И ты даже не понял, с кем говорил? рассмеялся Кайзерлинг.
Отчего же, цаца представилась Рейнгольд Лёвенвольде.
Тот самый, что подсидел тебя, когда ты пытался пристроиться к малому двору тебе отказали, а вот этого Рейнгольда как раз и приняли, именно на твоё место.
Это и неудивительно, миролюбиво отвечал Бюрен, его отец был chambellan de la petit cour, а я был человек со стороны, чужак, потому и был отставлен. Я знал вчера, с кем говорю, Герман, и я давно не держу на него зла.
Он был с тобою любезен?
Вполне. Разве что он разговаривает, как будто смеётся над тобою, но это, наверное, такая специальная придворная манера
Жди от него поганки. Злой человек, и ослепительно подлый. И он брат того самого Гасси, что приезжал к нам в Митаву и дёргал из-под нас стулья. Помнишь Гасси?

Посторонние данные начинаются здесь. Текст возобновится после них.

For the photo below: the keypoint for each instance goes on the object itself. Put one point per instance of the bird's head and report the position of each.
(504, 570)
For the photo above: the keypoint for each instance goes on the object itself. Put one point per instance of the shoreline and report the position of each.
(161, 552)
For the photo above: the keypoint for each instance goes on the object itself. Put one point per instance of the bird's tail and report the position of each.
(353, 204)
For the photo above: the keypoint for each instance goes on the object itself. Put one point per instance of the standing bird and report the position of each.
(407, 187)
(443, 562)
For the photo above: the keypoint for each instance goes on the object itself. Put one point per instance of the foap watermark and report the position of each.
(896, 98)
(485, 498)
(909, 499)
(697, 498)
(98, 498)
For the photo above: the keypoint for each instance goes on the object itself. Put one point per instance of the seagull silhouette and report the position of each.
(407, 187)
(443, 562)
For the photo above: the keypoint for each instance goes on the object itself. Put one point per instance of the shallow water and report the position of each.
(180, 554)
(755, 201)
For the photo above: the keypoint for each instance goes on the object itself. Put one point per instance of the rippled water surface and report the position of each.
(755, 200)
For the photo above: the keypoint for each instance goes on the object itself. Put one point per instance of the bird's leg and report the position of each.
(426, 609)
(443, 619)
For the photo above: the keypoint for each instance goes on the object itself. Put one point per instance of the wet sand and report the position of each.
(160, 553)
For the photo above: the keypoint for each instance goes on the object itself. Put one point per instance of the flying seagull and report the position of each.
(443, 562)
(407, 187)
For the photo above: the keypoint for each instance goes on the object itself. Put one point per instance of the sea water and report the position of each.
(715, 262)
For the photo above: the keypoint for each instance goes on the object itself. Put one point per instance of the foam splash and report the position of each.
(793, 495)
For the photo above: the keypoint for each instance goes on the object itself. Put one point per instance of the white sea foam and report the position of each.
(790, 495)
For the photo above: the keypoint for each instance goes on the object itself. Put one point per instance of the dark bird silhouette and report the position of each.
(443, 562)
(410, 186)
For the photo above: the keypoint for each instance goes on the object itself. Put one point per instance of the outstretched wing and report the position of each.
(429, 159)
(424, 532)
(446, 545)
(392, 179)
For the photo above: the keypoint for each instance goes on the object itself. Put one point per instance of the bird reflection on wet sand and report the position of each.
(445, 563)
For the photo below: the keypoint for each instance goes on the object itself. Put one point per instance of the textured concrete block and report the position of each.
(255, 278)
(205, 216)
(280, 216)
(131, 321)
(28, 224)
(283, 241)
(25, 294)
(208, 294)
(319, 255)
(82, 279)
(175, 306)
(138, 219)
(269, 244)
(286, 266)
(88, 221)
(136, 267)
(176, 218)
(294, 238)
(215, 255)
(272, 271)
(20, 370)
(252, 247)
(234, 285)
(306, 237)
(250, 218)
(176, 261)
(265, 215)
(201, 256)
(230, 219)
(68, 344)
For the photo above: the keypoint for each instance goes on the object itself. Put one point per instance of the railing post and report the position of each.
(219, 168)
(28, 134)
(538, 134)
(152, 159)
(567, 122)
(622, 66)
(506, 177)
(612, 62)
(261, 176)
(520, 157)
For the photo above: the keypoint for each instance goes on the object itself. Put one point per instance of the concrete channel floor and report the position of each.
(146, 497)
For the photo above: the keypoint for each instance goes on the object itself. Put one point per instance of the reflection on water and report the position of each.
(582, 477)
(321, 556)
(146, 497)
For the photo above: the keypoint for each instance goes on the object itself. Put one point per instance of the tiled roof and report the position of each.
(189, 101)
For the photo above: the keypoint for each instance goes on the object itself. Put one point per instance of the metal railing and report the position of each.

Бюрен помнил Гасси, лифляндского ландрата Карла Густава Лёвенвольда, давнюю зазнобу их вдовы-герцогини. Спесивого высокородного злюку. Когда к хозяйке являлся сей драгоценный гость дворцовые коридоры пустели, будто во время чумы. Карл Густав Лёвенвольд входил к герцогине как к себе домой и придворных её гонял как собственную прислугу. Ему, и в самом деле, ничего не стоило походя выдернуть из-под юнкера стул или отвесить стремительную обидную плюху.
Бюрен оглянулся Остерман и коварный Рейнгольд ехали за ними, далеко позади, и нежно перешёптывались, склоняясь друг к другу из сёдел.
Лапочка-Ренешечка Его любимая шутка он целует тебя при встрече, да так, что хочется ответить, продолжил Кайзерлинг, но не вздумай отвечать. Не оберёшься позору. Он оттолкнёт тебя, рассмеётся как будто это ты, непотребный содомит, покушаешься на его невинность.
Он что Бюрен сделал движение бровями. И подумал про себя: как Герман узнал о поцелуях, неужели однажды попался сам?
Бог весть, что он такое. Зимой, во время машкерадов, его частенько видели в гардеробной, и всякий раз он валялся на шубах с разными фрейлинами. Но, говорят, он и поднял с пола немало перьев, и даже для собственного братца Гасси, и даже для Тут Герман многозначительно закатил глаза, подразумевая персон ну очень высоких.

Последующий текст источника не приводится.